For some reason, I just hate the mother. It reminded me so much of the mother in My Sister's Keeper. But all in all, this is a Jodi Picoult novel, hence I love it.





That is all for my reviews. I'm off to read Neil Gaiman's Stardust and Carolyn Hennesy's Pandora gets Jealous.

Friday, March 2, 2012

Confession No.30



I'm waiting for the moment where I can stand back and clap my hands while I look on at the mess


.

Thursday, March 1, 2012

That Pre-Semester Post.

I'm starting classes on Monday, starting out my final year of uni (hears Mama's voice saying "Finally") which I'm sure would be challenging and full of self building last minute work because that's the way I do it.

I'll be moving in to a condo just beside uni, sharing a room with 3 other girls (I've only met one) while pretending I'm living independently. Its only a ten minute walk from my faculty and 4 minutes away from the bus stop for days where I got classes at the other end of the freaking campus.

To be honest, I'm kinda excited to start classes. Not because I love learning like Hermione Granger, but I'll welcome the distraction very much. I'm not sure if the place I'll be staying in has wireless but if not, then the much better it is. Don't worry, I'll still be coming home on weekends so I might blog about what pain my subjects are.
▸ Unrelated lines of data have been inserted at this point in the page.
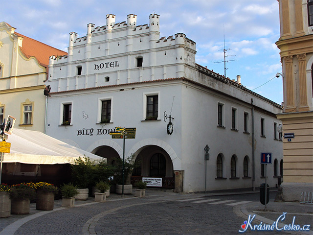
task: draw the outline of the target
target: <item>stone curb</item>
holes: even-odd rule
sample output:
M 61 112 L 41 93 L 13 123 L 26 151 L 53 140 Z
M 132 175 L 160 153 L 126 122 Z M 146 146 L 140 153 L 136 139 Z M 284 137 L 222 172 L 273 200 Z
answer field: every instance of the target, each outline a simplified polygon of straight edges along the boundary
M 264 224 L 273 224 L 275 221 L 269 219 L 268 219 L 267 218 L 265 218 L 263 216 L 261 216 L 256 213 L 255 212 L 248 212 L 247 208 L 253 208 L 256 206 L 258 206 L 260 204 L 259 202 L 251 202 L 250 203 L 248 203 L 247 204 L 244 205 L 239 205 L 237 206 L 235 206 L 233 208 L 233 211 L 234 212 L 235 212 L 237 215 L 245 219 L 247 219 L 249 217 L 249 215 L 253 214 L 254 213 L 255 214 L 255 217 L 254 219 L 254 221 L 257 221 L 258 222 L 262 222 Z M 268 212 L 268 213 L 270 213 L 270 212 Z M 278 226 L 280 228 L 283 227 L 286 224 L 283 223 L 278 223 Z M 284 231 L 284 233 L 287 233 L 290 234 L 299 234 L 299 235 L 312 235 L 312 230 L 310 231 Z

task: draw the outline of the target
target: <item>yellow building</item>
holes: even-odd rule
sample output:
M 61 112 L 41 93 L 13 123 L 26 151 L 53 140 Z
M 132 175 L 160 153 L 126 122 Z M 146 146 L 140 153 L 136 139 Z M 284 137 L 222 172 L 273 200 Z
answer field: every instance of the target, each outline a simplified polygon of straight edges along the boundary
M 313 0 L 279 0 L 283 67 L 283 200 L 313 191 Z M 277 75 L 278 76 L 278 74 Z M 294 136 L 294 137 L 293 137 Z
M 15 128 L 44 131 L 49 57 L 66 52 L 0 23 L 0 122 L 11 115 Z

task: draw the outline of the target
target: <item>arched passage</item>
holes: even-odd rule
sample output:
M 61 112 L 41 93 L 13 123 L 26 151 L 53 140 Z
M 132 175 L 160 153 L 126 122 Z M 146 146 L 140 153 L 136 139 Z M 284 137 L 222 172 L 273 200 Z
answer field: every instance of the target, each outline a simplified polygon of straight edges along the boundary
M 133 172 L 132 182 L 134 184 L 143 177 L 161 179 L 165 188 L 175 188 L 173 164 L 169 154 L 163 148 L 154 145 L 140 148 L 135 152 L 136 160 L 140 164 Z

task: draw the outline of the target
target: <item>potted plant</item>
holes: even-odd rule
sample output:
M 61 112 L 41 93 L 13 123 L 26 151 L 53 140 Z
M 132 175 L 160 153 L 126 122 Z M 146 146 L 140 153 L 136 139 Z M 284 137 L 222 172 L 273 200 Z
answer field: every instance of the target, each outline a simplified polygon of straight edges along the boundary
M 96 164 L 94 166 L 92 171 L 92 187 L 91 195 L 94 196 L 95 192 L 99 192 L 99 190 L 95 187 L 96 184 L 99 181 L 106 182 L 109 186 L 109 188 L 106 191 L 106 196 L 110 196 L 110 186 L 109 179 L 114 175 L 115 167 L 112 165 L 108 165 L 106 159 L 96 161 Z
M 99 181 L 96 184 L 96 188 L 99 190 L 100 192 L 94 193 L 94 201 L 97 202 L 104 202 L 106 201 L 106 191 L 110 189 L 109 184 L 104 181 Z
M 39 182 L 34 184 L 37 192 L 36 209 L 52 211 L 54 206 L 54 194 L 58 188 L 52 184 Z
M 62 205 L 63 207 L 74 207 L 75 196 L 78 193 L 77 187 L 72 183 L 65 184 L 61 187 L 62 194 Z
M 92 174 L 95 163 L 89 157 L 79 157 L 74 160 L 72 166 L 72 180 L 77 185 L 78 193 L 76 200 L 85 201 L 88 199 L 89 188 L 92 186 Z
M 116 181 L 116 193 L 118 194 L 123 193 L 130 194 L 133 192 L 133 185 L 131 184 L 131 176 L 134 168 L 140 164 L 138 161 L 134 161 L 135 154 L 132 154 L 128 157 L 124 163 L 124 177 L 123 176 L 123 161 L 119 160 L 117 162 L 117 171 L 114 176 L 114 179 Z
M 110 119 L 104 118 L 101 119 L 101 121 L 100 121 L 101 123 L 110 123 Z
M 6 184 L 0 185 L 0 218 L 11 216 L 10 188 Z
M 147 183 L 142 180 L 137 181 L 135 183 L 135 187 L 138 188 L 135 190 L 135 197 L 143 197 L 145 195 Z
M 11 214 L 29 214 L 30 200 L 36 198 L 33 184 L 23 183 L 11 186 L 10 198 Z
M 68 121 L 64 121 L 63 122 L 62 122 L 62 125 L 63 126 L 68 126 L 70 124 L 70 123 Z

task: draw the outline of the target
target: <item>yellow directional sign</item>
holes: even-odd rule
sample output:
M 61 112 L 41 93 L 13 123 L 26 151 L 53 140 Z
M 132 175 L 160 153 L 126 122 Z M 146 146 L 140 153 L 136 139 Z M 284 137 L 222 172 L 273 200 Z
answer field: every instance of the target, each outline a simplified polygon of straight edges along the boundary
M 6 142 L 5 140 L 3 140 L 2 142 L 0 142 L 0 147 L 4 147 L 5 148 L 10 148 L 11 143 Z
M 125 139 L 135 139 L 134 135 L 128 135 L 125 136 Z
M 110 136 L 122 136 L 123 132 L 120 131 L 111 131 L 110 133 Z
M 112 136 L 112 139 L 123 139 L 123 136 Z
M 135 127 L 132 127 L 132 128 L 125 128 L 125 132 L 131 132 L 131 131 L 134 131 L 134 132 L 136 132 L 136 128 Z
M 10 148 L 2 147 L 0 148 L 0 152 L 10 153 Z
M 124 131 L 124 128 L 122 128 L 122 127 L 120 127 L 119 126 L 117 126 L 116 127 L 115 127 L 115 130 L 116 130 L 116 131 Z

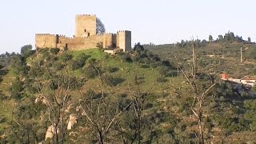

Speaking about subjects ...

I'm finally taking my last soul sucking Arabic course this semester. I managed a B+ last semester and I'm super proud of that.

There would be 7 subjects this semester, just like the past one. I'll be as mad as I was last semester. Hopefully, I'll study harder.


Now, why do I want the distraction? Well, remember the post where I mentioned how sad I was feeling? Well, there's no exact post (I think) where I wrote:

"I'm really sad."

But there were some that had sadness as the undertone. That sadness has gotten married to anger and had a child named bitterness. I'll taste the last emotion in my mouth when I wake up, my eyes brimming with the first emotion while my hands shook with the 2nd one.

It came to the point where I wasn't talking much to Mokesart for a week or more. No, he has nothing to do with it. In fact, he's the one who's been patient and being sad seeing me sad.

I got mad at some other people. Mama noticed how I was being low that she let me eat some of the delicious cooking chocolate.

Today, after getting better then plunging back down, I deactivated my Facebook, deleted my Tumblrs, deleted some other things and I feel a bit lighter. Just a tad.

Is there a specific reason? Yes. Will I tell about it on here? Not yet. No. I don't know. I might want things to mend itself but I'm not going to do it.